Vietnam’s PM continues to show support for private sector growth

August 11, 2017

HANOI – Vietnam’s Prime Minister, Nguyen Xuan Phuc, has again expressed a firm commitment to support for the private sector, which currently contributes approximately 43% to Vietnam’s GDP growth. He has called for a higher contribution from the private sector to future GDP growth, with a target in the range of 50–60%.

The Prime Minister was a speaking at the 2017 Vietnam Private Sector Forum in Hanoi (a platform initiated in 2016 by the new Government to exchange direct dialogue between the office of the Prime Minister and the private sector.

Vietnam Asset Management says that while PM Phuc has demonstrated continuous efforts to improve Vietnam’s investment environment and to implement his pro-business policy, “progress has not been as desired so far, though it is generally encouraging sentiment among the entrepreneur community in Vietnam”.

As of July 2017, Vietnam had nearly 73,000 “newly-established” enterprises (+13.8% YoY) with total registered capital of VND690 trillion (approximately US$30.3 billion) (+39% YoY).

“On a related note,” VAM says, “on July 10, the State Bank of Vietnam (SBV), in response to the PM’s direction to reduce interest rates to support business, reduced both policy rates (discount rate and refinancing rate) by 0.25% to 4.25% and 6.25%, respectively.

“The lending rate cap for VND short-term bank loan to some priority sectors/businesses was also reduced by 0.5% to 6.5% p.a.

“Most recently, the official target for FY2017 credit growth has been revised up to 20% from 18%, and this is likely to be achieved given banks’ accelerating lending activities.”

Stable foreign investment inflows into Vietnam year-to-date and a relatively stable USD/VND exchange rate provided room for the SBV to add US$1 billion to the foreign reserves and brought them to a new high at estimated US$42 billion at end of the first half,” VAM says.

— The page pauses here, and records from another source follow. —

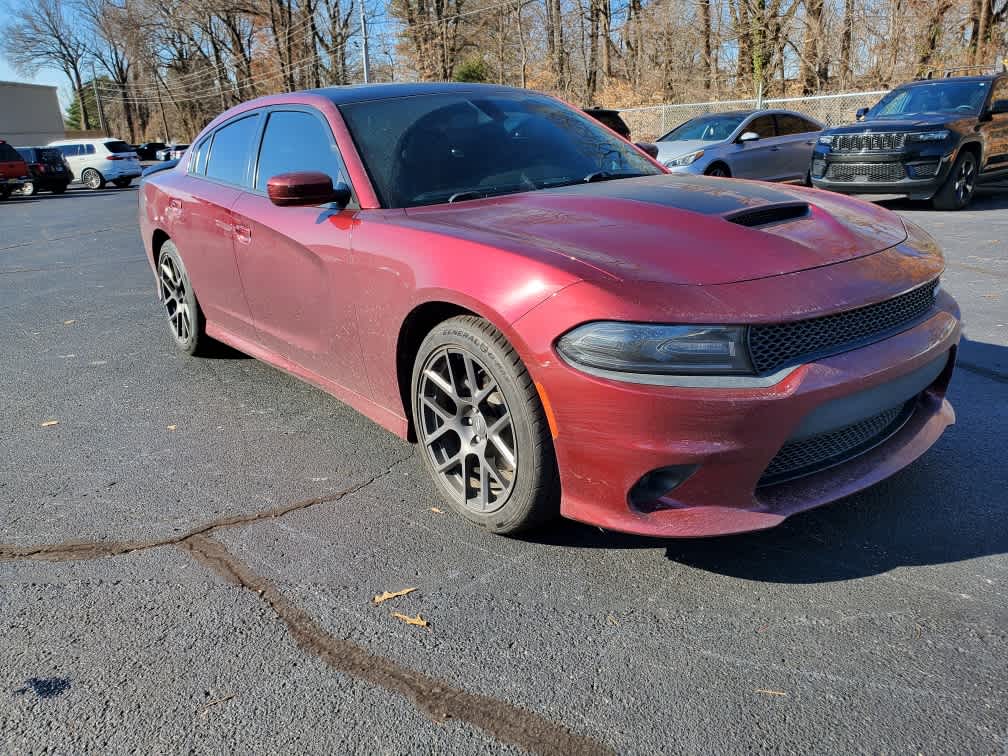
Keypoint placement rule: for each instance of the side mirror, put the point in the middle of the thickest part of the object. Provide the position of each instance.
(306, 187)
(651, 149)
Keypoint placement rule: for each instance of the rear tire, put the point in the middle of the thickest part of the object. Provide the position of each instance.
(483, 431)
(185, 321)
(92, 178)
(958, 190)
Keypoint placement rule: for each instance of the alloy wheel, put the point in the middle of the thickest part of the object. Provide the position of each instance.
(467, 428)
(173, 294)
(965, 180)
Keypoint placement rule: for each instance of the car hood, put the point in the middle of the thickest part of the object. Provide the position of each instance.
(915, 121)
(689, 230)
(668, 150)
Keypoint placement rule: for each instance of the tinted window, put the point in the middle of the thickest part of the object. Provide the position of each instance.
(714, 128)
(762, 126)
(117, 146)
(229, 153)
(794, 125)
(295, 140)
(437, 148)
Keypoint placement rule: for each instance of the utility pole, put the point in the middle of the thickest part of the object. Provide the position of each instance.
(98, 99)
(364, 36)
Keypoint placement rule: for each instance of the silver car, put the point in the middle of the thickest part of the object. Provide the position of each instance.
(775, 145)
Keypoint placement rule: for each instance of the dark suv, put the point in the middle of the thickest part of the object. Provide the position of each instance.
(46, 170)
(930, 139)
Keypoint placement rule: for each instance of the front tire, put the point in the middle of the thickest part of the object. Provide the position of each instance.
(92, 178)
(958, 190)
(186, 323)
(482, 428)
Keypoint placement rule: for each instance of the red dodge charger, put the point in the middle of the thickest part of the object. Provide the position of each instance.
(561, 326)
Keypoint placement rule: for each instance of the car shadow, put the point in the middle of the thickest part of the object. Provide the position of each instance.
(949, 506)
(990, 197)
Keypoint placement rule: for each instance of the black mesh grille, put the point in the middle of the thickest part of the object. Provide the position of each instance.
(869, 171)
(772, 346)
(864, 142)
(817, 452)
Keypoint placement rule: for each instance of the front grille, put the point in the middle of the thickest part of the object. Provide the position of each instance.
(868, 142)
(807, 456)
(870, 171)
(773, 346)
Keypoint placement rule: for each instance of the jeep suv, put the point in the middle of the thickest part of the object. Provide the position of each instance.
(929, 139)
(13, 170)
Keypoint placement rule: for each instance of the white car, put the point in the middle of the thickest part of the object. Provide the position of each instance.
(95, 161)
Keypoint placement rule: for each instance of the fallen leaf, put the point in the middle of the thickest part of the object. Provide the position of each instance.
(382, 598)
(417, 620)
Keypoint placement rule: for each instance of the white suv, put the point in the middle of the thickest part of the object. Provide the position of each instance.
(95, 161)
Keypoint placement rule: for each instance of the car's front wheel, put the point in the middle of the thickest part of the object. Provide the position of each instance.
(958, 190)
(92, 178)
(185, 320)
(481, 424)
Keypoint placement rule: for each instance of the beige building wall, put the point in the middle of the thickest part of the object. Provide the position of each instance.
(29, 114)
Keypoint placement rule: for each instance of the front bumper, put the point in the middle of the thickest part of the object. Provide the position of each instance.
(609, 434)
(909, 164)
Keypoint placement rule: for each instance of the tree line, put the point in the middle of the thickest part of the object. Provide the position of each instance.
(164, 68)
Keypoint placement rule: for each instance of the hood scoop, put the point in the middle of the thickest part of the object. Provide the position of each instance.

“As of July 20, registered and additional FDI continued to accelerate to US$21.9 billion (+52% YoY), of which US$3.12 billion was received via foreigners’ purchasing stakes and shares of local companies (+109.7% vs. 7M 2016).

“Meanwhile, disbursed FDI increased modestly at +5.8% YoY to US$9.1 billion. Remarkably, in the first seven months, foreign investors net bought US$700 million in bonds and US$530 million in equities, making their total net buying value to US$1.23 billion on Vietnam stock market.

“This shows increasing confidence of foreign investors in the country’s growth outlook.” www.vietnamam.com (ATI).